Reste que le Ney d’outre-Atlantique était à coup sûr un ancien soldat. Qui avait connu les guerres de l’Empire. Et qui avait reçu de graves blessures – notamment à la tête – au combat. Expliquent-elles une éventuelle mythomanie accentuée par un goût exagéré du whiskey ? Il n’empêche qu’en 1946, les habitants du Third Creek firent une grande cérémonie pour le centième anniversaire de sa mort. Et que le 4 février 1909 mourut à Saltillo, Indiana, un centenaire nommé E.M.C. Neyman, docteur de son état et qui disait descendre du maréchal Ney :
— Je suis né en France, à Paris, le 2 février 1808. Ma mère se nommait Aglaé Auguié et j’étais le troisième de quatre enfants. Je me rappelle encore Waterloo, j’avais quatre ans, qui détruisit notre foyer.

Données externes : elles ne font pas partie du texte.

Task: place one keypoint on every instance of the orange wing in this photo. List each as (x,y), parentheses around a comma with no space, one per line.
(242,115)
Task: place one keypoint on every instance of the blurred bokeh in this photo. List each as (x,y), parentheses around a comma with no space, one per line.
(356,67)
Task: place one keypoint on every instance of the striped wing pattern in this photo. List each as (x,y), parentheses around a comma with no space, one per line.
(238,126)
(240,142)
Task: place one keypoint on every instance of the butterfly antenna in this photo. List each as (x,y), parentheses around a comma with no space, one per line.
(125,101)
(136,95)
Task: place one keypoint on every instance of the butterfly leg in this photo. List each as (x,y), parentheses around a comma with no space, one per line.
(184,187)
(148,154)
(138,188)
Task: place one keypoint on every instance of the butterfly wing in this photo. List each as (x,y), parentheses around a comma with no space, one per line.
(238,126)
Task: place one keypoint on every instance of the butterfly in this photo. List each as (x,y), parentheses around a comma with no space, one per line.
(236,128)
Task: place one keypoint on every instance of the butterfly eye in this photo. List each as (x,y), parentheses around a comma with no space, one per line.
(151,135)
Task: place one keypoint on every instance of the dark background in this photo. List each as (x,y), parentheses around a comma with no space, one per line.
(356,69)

Il expliquait encore qu’une fois installé en Amérique, son père l’avait envoyé à Baltimore faire ses études de médecine. A cette date, Peter Stuart Ney était bien maître d’école dans un village des Carolines. Le vieillard de Saltillo parlait, du reste, rarement de ses origines de peur de nuire au reste de sa famille restée en France. Nul ne mit en doute sa parole. Après sa mort, il eut droit à une pierre tombale sur laquelle étaient gravés ses mots : «
 E.M.C. Neyman. Originaire de France. Fils du maréchal Ney. »
Le docteur Neyman eut une descendance. Son fils, épicier dans une petite ville du Texas, eut deux filles. Il donna à l’une d’elles le prénom d’Aglaé, prénom qui, faut-il le rappeler, était celui de la princesse de la Moskowa…


Alain Sanders


(1) Sous le nom d’Osman Pacha, il servit plus tard dans l’armée de Mehmet Ali.